Police fired rubber bullets and tear gas at hundreds of hardline Islamists who attacked minority Muslims in northern Bangladesh, leaving at least 25 people injured, officials said Wednesday.
The clashes erupted Tuesday night after days of tensions over a planned convention of the Ahmadi Muslim minority community in the town of Ahmadnagar.
Majority Sunni Muslim groups demanded the event be cancelled.
Hardline Islamists do not consider the Ahmadis to be Muslim and have called for them to be banned. The 100,000 Ahmadis in Bangladesh have faced repeated attacks and are often barred from establishing mosques. The group is banned in Pakistan.
Police said several Sunni groups have been holding protests against the Ahmadis' local convention, scheduled to start in just over a week.
"Some 700-800 men wielding sticks and batons marched towards Ahmadnagar and clashed with the Ahmadis," local police chief Abu Akkas said.
Police fired rubber bullets and tear gas to "maintain law and order", he told AFP, adding that at least 20 police and five Ahmadis were injured.
Ahmadi community spokesman Ahmad Tabshir Choudhury said at least seven of the Muslim minority were injured, three critically.
The last few decades have seen a number of attacks targeting Ahmadi Muslims in Bangladesh.
In 1999, a bomb ripped through an Ahmadi mosque in the southern city of Khulna, killing at least eight worshippers.

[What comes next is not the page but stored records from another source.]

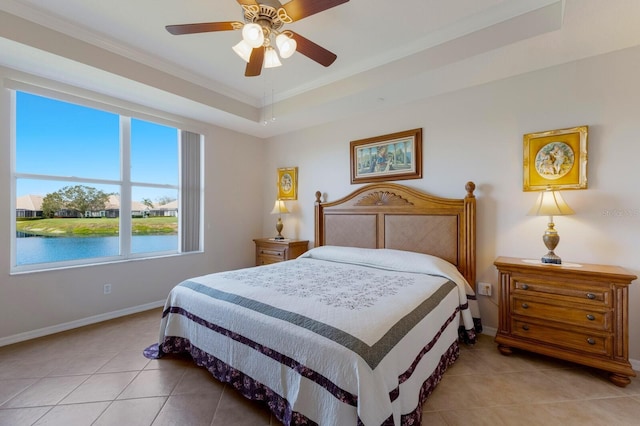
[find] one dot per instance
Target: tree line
(82, 198)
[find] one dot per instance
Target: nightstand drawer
(598, 295)
(267, 259)
(586, 342)
(582, 316)
(270, 251)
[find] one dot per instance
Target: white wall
(36, 303)
(476, 134)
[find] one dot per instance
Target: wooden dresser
(576, 312)
(269, 250)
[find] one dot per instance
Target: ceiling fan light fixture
(271, 59)
(253, 35)
(286, 45)
(243, 50)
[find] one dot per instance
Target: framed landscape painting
(555, 159)
(396, 156)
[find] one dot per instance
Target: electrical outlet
(484, 289)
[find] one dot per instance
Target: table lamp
(279, 208)
(550, 203)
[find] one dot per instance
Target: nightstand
(576, 312)
(269, 250)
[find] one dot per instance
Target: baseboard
(16, 338)
(489, 331)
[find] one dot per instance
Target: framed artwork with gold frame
(288, 183)
(555, 159)
(396, 156)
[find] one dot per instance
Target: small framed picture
(288, 183)
(555, 159)
(396, 156)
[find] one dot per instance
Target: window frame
(126, 114)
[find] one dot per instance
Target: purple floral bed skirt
(279, 406)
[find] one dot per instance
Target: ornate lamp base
(551, 257)
(551, 240)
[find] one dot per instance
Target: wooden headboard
(388, 215)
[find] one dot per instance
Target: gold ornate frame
(555, 159)
(396, 156)
(288, 183)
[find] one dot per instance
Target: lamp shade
(279, 208)
(253, 35)
(550, 203)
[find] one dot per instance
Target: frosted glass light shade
(287, 46)
(243, 50)
(252, 34)
(271, 59)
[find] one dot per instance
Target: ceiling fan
(263, 21)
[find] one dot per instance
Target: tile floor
(96, 375)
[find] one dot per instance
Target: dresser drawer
(597, 344)
(595, 295)
(581, 316)
(268, 258)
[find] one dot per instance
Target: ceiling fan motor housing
(268, 17)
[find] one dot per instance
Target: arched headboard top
(389, 215)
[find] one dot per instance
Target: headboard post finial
(470, 187)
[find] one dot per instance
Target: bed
(357, 331)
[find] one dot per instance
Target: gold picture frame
(555, 159)
(396, 156)
(288, 183)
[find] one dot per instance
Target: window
(94, 185)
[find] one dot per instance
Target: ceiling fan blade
(204, 27)
(312, 50)
(298, 9)
(254, 67)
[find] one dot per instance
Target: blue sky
(62, 139)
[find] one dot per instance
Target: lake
(33, 250)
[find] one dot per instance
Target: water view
(32, 250)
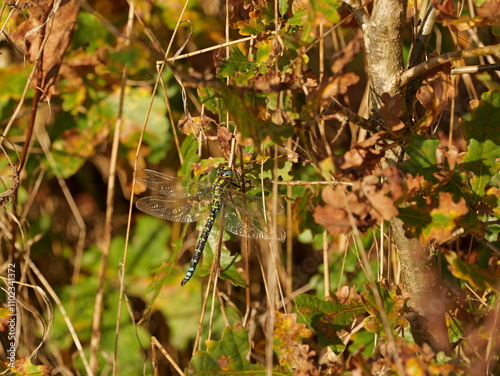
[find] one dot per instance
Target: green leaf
(212, 100)
(327, 9)
(237, 62)
(481, 159)
(328, 317)
(225, 357)
(484, 124)
(422, 161)
(189, 151)
(283, 7)
(415, 216)
(393, 303)
(471, 273)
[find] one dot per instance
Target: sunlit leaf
(471, 273)
(327, 318)
(226, 356)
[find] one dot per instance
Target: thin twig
(421, 68)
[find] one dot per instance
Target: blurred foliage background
(122, 85)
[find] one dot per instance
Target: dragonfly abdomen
(200, 245)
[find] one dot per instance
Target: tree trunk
(383, 31)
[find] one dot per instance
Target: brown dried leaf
(391, 110)
(334, 220)
(57, 31)
(347, 54)
(346, 293)
(361, 159)
(490, 11)
(434, 96)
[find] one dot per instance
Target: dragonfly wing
(173, 209)
(172, 186)
(248, 222)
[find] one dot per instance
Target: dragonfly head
(224, 172)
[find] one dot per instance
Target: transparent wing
(245, 216)
(174, 209)
(172, 186)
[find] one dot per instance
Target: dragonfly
(185, 200)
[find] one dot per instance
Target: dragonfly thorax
(224, 172)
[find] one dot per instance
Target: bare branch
(424, 33)
(420, 69)
(475, 69)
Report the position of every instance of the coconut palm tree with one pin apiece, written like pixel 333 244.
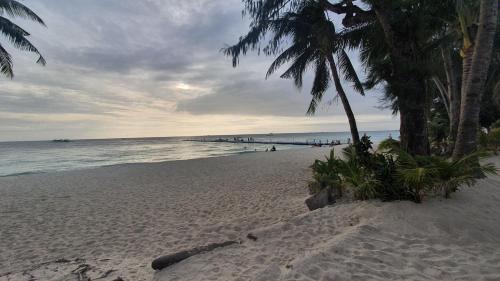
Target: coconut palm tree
pixel 475 71
pixel 313 41
pixel 15 34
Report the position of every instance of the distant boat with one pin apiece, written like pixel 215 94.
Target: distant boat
pixel 61 140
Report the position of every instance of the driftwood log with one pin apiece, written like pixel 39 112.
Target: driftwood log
pixel 166 261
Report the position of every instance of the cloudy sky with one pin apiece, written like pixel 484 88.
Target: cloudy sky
pixel 128 68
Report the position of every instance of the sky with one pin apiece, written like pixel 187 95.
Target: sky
pixel 152 68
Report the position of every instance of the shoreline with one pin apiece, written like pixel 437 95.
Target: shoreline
pixel 139 163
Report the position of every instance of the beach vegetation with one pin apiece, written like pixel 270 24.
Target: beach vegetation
pixel 16 35
pixel 395 174
pixel 305 38
pixel 437 62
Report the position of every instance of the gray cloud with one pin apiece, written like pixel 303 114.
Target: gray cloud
pixel 117 57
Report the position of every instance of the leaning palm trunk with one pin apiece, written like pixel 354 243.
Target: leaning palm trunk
pixel 345 101
pixel 475 80
pixel 408 83
pixel 453 95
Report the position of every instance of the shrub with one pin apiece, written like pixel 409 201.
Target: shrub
pixel 395 175
pixel 326 175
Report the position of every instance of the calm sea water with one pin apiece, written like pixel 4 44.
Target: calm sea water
pixel 18 158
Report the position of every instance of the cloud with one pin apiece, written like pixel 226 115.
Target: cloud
pixel 149 68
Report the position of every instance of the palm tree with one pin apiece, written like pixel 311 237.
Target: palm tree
pixel 314 42
pixel 15 34
pixel 476 66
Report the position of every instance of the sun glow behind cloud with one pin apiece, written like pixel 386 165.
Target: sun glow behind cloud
pixel 137 70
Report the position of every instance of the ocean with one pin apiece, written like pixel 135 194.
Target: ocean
pixel 20 158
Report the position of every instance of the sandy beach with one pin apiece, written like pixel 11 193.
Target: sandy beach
pixel 114 221
pixel 117 219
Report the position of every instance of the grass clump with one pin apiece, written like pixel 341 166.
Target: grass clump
pixel 392 174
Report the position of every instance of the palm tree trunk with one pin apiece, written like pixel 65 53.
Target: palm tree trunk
pixel 474 82
pixel 345 101
pixel 453 95
pixel 408 83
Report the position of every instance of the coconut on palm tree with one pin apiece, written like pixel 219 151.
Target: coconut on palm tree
pixel 15 34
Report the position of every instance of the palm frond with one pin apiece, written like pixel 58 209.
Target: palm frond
pixel 293 51
pixel 320 84
pixel 6 66
pixel 17 36
pixel 16 9
pixel 298 67
pixel 349 72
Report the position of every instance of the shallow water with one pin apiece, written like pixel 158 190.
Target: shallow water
pixel 18 158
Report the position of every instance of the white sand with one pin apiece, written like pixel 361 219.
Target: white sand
pixel 118 219
pixel 456 239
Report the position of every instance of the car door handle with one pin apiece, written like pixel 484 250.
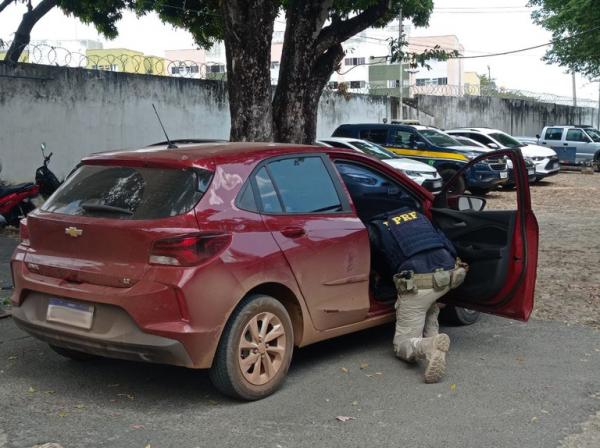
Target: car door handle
pixel 293 232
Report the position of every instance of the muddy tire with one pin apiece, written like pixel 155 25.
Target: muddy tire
pixel 459 185
pixel 72 354
pixel 255 350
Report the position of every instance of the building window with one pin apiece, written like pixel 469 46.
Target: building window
pixel 185 70
pixel 110 68
pixel 217 68
pixel 357 84
pixel 432 82
pixel 354 61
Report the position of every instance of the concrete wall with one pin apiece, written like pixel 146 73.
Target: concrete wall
pixel 77 112
pixel 517 117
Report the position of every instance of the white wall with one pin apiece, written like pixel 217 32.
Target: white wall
pixel 78 111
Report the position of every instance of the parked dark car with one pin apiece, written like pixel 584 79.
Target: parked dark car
pixel 432 146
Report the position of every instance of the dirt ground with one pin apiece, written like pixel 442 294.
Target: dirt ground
pixel 567 207
pixel 568 210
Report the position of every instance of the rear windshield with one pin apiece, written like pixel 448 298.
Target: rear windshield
pixel 439 138
pixel 129 193
pixel 373 149
pixel 506 140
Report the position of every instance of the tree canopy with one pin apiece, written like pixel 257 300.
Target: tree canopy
pixel 575 27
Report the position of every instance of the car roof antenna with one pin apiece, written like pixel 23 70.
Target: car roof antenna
pixel 170 145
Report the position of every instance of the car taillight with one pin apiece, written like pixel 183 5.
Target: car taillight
pixel 188 250
pixel 24 232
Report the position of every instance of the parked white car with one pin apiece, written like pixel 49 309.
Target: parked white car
pixel 545 159
pixel 423 174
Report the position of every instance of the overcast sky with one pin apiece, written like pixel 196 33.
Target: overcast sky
pixel 482 27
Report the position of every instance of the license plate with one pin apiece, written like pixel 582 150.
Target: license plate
pixel 66 312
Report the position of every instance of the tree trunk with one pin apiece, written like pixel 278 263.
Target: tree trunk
pixel 248 30
pixel 296 97
pixel 23 34
pixel 309 57
pixel 4 4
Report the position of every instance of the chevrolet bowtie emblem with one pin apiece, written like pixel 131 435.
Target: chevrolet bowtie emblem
pixel 73 231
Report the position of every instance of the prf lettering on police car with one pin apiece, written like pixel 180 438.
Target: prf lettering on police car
pixel 403 218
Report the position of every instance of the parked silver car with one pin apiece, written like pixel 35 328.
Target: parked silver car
pixel 573 144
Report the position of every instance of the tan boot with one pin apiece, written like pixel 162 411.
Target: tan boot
pixel 433 350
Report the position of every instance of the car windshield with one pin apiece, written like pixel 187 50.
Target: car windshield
pixel 506 140
pixel 594 134
pixel 373 150
pixel 439 138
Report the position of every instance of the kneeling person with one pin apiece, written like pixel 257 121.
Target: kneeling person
pixel 425 267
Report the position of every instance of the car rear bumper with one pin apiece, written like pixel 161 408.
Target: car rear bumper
pixel 145 322
pixel 547 168
pixel 113 334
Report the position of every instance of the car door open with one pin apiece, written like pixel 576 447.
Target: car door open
pixel 500 247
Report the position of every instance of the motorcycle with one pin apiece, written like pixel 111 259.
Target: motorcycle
pixel 16 201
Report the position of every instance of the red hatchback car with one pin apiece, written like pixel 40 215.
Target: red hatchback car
pixel 227 256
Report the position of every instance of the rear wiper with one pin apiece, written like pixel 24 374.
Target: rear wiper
pixel 335 208
pixel 105 208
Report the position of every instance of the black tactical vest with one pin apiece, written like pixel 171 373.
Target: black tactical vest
pixel 405 240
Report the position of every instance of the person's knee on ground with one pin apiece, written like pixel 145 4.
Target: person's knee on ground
pixel 411 311
pixel 432 325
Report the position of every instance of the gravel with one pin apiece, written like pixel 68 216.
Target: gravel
pixel 567 207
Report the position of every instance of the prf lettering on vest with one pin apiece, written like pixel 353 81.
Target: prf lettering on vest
pixel 403 218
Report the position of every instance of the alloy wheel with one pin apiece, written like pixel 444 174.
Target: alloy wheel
pixel 262 348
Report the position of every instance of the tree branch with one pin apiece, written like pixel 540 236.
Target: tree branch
pixel 341 30
pixel 23 33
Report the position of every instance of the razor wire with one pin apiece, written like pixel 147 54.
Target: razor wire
pixel 46 54
pixel 384 88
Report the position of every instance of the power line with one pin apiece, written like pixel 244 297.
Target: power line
pixel 520 50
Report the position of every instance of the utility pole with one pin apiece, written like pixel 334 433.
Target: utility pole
pixel 400 37
pixel 574 90
pixel 598 104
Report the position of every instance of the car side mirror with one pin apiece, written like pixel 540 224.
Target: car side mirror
pixel 473 203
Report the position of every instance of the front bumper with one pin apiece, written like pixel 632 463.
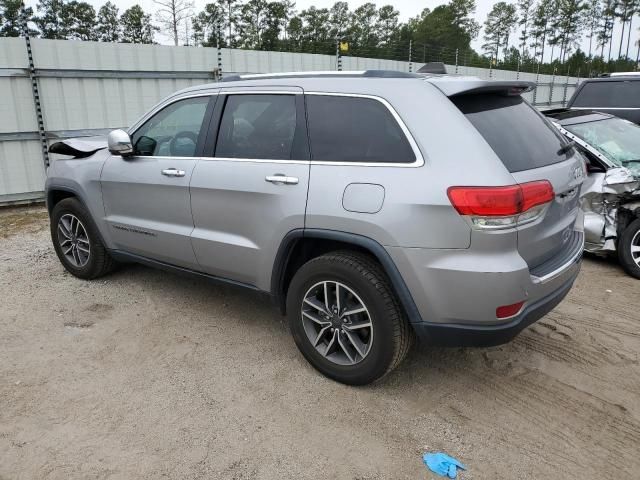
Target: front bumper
pixel 460 335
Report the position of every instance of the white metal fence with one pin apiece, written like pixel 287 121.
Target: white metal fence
pixel 89 88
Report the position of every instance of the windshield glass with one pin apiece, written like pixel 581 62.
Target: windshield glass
pixel 616 139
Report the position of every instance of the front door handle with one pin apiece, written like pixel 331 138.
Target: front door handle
pixel 281 179
pixel 173 172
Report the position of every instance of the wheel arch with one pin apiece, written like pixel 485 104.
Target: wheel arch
pixel 56 194
pixel 301 245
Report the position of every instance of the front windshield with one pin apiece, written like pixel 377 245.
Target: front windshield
pixel 615 138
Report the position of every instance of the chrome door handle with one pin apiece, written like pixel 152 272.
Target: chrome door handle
pixel 173 172
pixel 280 179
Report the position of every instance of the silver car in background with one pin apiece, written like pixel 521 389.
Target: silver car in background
pixel 373 207
pixel 611 193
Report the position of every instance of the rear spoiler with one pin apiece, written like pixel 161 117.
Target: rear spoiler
pixel 475 86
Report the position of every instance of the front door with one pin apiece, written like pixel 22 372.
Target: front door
pixel 146 196
pixel 252 190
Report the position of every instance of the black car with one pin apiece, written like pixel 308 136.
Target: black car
pixel 617 94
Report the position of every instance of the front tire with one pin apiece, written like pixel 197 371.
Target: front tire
pixel 76 241
pixel 345 319
pixel 629 249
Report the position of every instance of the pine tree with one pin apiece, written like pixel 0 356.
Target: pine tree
pixel 171 14
pixel 541 27
pixel 592 19
pixel 525 8
pixel 10 21
pixel 80 19
pixel 501 20
pixel 51 20
pixel 605 30
pixel 137 26
pixel 109 28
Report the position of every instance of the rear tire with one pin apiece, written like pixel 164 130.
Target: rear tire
pixel 359 354
pixel 76 241
pixel 629 249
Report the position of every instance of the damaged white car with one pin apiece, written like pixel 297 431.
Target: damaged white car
pixel 610 196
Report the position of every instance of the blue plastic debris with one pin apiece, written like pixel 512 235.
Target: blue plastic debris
pixel 442 464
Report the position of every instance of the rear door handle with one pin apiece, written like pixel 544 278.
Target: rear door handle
pixel 173 172
pixel 280 179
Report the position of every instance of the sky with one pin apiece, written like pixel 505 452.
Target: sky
pixel 407 9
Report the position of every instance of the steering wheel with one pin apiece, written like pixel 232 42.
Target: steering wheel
pixel 173 146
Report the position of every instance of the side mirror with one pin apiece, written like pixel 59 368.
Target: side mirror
pixel 119 143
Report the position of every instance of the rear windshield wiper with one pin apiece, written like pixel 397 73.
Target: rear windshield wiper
pixel 565 148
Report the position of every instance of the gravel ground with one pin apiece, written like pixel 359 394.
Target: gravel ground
pixel 143 374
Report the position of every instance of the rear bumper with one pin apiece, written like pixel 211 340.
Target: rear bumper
pixel 457 292
pixel 457 335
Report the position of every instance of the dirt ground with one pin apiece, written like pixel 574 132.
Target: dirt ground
pixel 143 374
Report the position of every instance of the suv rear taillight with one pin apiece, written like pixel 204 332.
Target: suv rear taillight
pixel 490 208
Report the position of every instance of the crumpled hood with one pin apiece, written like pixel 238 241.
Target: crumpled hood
pixel 603 194
pixel 79 147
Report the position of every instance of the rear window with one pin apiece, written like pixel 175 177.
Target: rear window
pixel 355 129
pixel 519 135
pixel 609 94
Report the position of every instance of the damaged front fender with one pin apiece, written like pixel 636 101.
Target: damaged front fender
pixel 602 197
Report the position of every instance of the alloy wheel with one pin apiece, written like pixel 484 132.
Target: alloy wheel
pixel 635 248
pixel 337 323
pixel 73 240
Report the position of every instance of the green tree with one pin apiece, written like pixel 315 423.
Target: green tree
pixel 592 18
pixel 80 18
pixel 438 30
pixel 525 8
pixel 295 33
pixel 462 11
pixel 276 23
pixel 605 29
pixel 568 23
pixel 501 20
pixel 338 20
pixel 386 26
pixel 315 30
pixel 208 24
pixel 252 23
pixel 231 13
pixel 626 10
pixel 171 15
pixel 51 20
pixel 540 27
pixel 10 22
pixel 137 26
pixel 109 28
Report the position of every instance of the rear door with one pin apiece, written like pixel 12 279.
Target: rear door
pixel 617 97
pixel 531 149
pixel 251 189
pixel 146 196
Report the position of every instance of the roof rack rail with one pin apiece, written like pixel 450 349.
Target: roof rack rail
pixel 311 74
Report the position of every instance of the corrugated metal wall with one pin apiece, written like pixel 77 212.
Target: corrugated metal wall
pixel 89 88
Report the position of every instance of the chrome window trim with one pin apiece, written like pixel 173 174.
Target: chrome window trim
pixel 419 161
pixel 230 91
pixel 605 108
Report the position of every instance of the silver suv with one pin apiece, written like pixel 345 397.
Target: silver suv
pixel 372 207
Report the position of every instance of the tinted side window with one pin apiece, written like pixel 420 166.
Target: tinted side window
pixel 519 135
pixel 618 94
pixel 173 131
pixel 257 126
pixel 352 129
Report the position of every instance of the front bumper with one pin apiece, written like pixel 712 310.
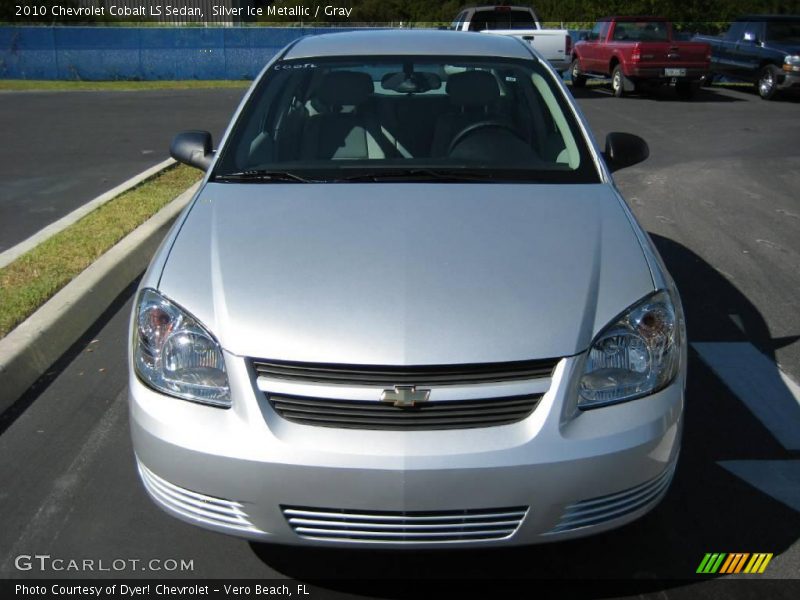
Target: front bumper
pixel 559 473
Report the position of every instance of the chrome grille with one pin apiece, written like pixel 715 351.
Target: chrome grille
pixel 613 506
pixel 404 527
pixel 354 414
pixel 195 506
pixel 389 376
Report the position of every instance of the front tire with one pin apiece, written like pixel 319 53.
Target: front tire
pixel 618 82
pixel 578 80
pixel 767 84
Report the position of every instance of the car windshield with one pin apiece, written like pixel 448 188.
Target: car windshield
pixel 787 32
pixel 407 119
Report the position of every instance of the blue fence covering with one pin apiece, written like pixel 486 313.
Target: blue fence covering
pixel 142 53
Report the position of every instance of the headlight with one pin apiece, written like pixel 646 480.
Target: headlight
pixel 638 354
pixel 175 354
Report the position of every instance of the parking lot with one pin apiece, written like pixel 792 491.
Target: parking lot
pixel 66 148
pixel 719 195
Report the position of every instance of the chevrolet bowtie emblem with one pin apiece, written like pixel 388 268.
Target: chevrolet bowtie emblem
pixel 405 396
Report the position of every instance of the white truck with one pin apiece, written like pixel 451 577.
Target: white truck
pixel 520 21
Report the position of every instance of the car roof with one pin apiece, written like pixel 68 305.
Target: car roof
pixel 768 18
pixel 407 42
pixel 627 18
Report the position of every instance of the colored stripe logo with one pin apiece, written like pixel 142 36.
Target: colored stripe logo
pixel 736 562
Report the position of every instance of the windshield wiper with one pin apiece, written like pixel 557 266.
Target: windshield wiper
pixel 454 175
pixel 259 176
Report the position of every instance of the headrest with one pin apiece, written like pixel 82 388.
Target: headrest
pixel 345 88
pixel 472 88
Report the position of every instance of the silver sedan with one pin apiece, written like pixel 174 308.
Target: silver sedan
pixel 407 308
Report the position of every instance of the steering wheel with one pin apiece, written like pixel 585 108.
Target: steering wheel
pixel 472 128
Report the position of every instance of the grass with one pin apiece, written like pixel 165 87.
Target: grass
pixel 24 85
pixel 36 276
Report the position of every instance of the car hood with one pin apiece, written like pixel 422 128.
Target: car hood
pixel 406 274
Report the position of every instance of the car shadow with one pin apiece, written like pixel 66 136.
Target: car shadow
pixel 707 509
pixel 663 93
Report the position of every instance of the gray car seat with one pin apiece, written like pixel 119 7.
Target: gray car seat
pixel 474 96
pixel 347 127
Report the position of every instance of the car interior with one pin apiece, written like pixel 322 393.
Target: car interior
pixel 406 114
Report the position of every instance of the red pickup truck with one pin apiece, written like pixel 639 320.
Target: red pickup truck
pixel 638 50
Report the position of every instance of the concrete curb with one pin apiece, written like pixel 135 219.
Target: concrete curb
pixel 35 344
pixel 37 238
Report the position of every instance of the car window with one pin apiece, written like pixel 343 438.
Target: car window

In 2015 a suicide blast by a suspected Islamist extremist at an Ahmadi mosque in the northwestern town of Bagmara wounded three people.
The Islamic State group claimed responsibility for the attack, but the authorities blamed the homegrown militant group Jamayetul Mujahideen Bangladesh (JMB), which is accused of killing scores of religious minorities including Hindus, Christians, Sufi Muslims and Shiites.